Secara resmi membuka kegiatan, Ketua STAIN SAR Kepri, Dr. H. Muhammad Faisal, M.Ag., menegaskan bahwa asesmen lapangan bukan sekadar proses penilaian administratif, tetapi menjadi bagian dari komitmen institusi dalam membangun budaya mutu secara berkelanjutan.

Dalam sambutannya, ia memperkenalkan profil STAIN SAR Kepri sebagai satu-satunya Perguruan Tinggi Keagamaan Islam Negeri (PTKIN) di Provinsi Kepulauan Riau yang saat ini terus berkembang menuju transformasi kelembagaan.

Ia menjelaskan bahwa STAIN SAR Kepri kini memiliki 11 program studi jenjang sarjana dan dua program studi magister, serta tengah mempersiapkan transformasi menuju institut sebagai bagian dari penguatan kelembagaan.

Selain itu, berbagai pembangunan infrastruktur pendidikan, penguatan sistem penjaminan mutu, peningkatan kerja sama internasional, hingga pengembangan budaya akademik berbasis keislaman dan kemelayuan terus dilakukan secara berkelanjutan.

"Target kami adalah memperoleh predikat Baik Sekali, bahkan terus bergerak menuju Unggul. Akreditasi bukan sekadar capaian administratif, tetapi menjadi instrumen penting dalam meningkatkan kualitas layanan pendidikan, memperkuat daya saing institusi, dan meningkatkan kepercayaan masyarakat," tegasnya.

Ia juga mengapresiasi seluruh tim akreditasi yang telah bekerja secara intensif mempersiapkan berbagai dokumen dan kebutuhan asesmen.


Sementara itu, Ketua Tim Asesor LAMDIK, Prof. Dr. Chandra Wijaya, M.Pd., menjelaskan bahwa kehadiran asesor bukan untuk mencari kekurangan, melainkan melakukan proses konfirmasi terhadap data yang telah disampaikan dalam dokumen akreditasi.

Menurutnya, asesmen lapangan merupakan ruang dialog akademik untuk memastikan kesesuaian antara dokumen evaluasi diri dengan implementasi yang berlangsung di lapangan.

"Kami hadir bukan sebagai inspektur, melainkan sebagai mitra yang memberikan masukan dan penguatan terhadap mutu program studi. Yang kami lakukan selama dua hari ini adalah mengonfirmasi data serta melihat implementasinya secara langsung," jelasnya.

Ia berharap seluruh civitas academica dapat memberikan informasi yang objektif sehingga proses asesmen berjalan secara optimal.

Senada dengan itu, asesor Dr. Apud, S.Ag., M.Pd., menegaskan bahwa asesmen lapangan merupakan bagian dari proses verifikasi yang bertujuan memastikan validitas seluruh data yang telah dilaporkan pada tahap asesmen kecukupan.

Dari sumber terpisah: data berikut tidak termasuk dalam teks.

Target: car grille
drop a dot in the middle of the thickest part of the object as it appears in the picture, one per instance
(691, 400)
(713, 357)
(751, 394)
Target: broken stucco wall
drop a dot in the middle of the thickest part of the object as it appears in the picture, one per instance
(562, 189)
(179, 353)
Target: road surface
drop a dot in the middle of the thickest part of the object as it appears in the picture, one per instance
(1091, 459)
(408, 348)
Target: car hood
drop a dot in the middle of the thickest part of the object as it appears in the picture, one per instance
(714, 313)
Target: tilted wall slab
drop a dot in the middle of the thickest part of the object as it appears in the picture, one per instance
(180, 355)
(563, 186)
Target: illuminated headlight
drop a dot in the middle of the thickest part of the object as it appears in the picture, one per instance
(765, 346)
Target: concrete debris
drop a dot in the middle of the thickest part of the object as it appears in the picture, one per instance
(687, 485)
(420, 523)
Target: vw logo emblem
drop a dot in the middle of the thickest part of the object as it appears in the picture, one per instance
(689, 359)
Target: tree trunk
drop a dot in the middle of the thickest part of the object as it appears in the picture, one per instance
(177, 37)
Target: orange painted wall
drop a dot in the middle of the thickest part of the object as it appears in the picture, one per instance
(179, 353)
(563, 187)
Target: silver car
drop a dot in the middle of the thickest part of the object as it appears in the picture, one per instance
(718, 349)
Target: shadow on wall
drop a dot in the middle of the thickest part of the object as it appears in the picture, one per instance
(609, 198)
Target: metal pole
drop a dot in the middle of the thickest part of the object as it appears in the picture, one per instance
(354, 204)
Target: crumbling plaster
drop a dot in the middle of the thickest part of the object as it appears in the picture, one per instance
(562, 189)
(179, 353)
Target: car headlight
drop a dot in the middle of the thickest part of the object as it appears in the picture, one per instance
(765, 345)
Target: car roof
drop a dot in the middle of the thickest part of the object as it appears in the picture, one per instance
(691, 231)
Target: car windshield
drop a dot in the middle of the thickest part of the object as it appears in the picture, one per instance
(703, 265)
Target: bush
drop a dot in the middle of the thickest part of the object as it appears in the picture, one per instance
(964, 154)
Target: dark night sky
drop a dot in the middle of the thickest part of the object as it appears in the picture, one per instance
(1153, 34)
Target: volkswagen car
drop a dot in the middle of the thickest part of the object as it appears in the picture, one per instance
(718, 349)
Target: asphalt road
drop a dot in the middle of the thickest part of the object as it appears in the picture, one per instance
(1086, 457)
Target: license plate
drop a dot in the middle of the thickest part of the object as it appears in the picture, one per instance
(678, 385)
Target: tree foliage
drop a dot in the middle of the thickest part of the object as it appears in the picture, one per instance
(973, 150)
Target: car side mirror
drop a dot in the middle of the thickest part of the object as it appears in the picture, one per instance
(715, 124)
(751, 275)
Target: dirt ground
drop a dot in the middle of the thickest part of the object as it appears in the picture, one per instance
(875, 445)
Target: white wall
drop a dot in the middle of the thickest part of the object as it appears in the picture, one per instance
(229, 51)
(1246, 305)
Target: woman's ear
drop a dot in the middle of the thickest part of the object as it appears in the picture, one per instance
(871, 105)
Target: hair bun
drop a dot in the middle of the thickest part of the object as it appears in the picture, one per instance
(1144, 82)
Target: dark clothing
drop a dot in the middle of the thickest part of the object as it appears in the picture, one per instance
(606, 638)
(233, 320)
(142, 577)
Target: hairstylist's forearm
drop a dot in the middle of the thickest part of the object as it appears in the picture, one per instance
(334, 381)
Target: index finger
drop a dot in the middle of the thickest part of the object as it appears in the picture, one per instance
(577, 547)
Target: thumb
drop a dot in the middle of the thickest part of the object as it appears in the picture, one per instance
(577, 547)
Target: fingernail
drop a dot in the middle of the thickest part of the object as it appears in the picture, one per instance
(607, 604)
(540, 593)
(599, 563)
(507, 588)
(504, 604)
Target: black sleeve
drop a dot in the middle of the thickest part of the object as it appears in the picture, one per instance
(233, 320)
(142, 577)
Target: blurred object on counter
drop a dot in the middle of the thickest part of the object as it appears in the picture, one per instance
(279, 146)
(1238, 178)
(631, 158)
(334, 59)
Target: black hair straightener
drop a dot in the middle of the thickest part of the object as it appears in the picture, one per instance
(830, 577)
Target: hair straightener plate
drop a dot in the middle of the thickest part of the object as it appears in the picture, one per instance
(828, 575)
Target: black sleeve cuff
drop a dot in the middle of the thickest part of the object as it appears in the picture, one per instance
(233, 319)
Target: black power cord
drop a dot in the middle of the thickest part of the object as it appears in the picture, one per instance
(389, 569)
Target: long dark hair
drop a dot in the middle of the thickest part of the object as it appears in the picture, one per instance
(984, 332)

Menurutnya, kelengkapan dokumen, konsistensi implementasi, serta dukungan seluruh sivitas academica menjadi faktor penting dalam menghasilkan penilaian yang objektif.


"Asesmen lapangan pada hakikatnya adalah proses konfirmasi terhadap apa yang telah dilaporkan. Karena itu, kesiapan data, bukti pendukung, dan implementasi nyata menjadi aspek yang sangat menentukan dalam proses penilaian," ungkapnya.

Selama dua hari pelaksanaan asesmen, asesor dijadwalkan melakukan serangkaian kegiatan, meliputi sesi bersama pimpinan perguruan tinggi, konfirmasi dokumen, wawancara dengan dosen, mahasiswa, alumni, tenaga kependidikan, pengguna lulusan, hingga peninjauan sarana dan prasarana pendukung pembelajaran.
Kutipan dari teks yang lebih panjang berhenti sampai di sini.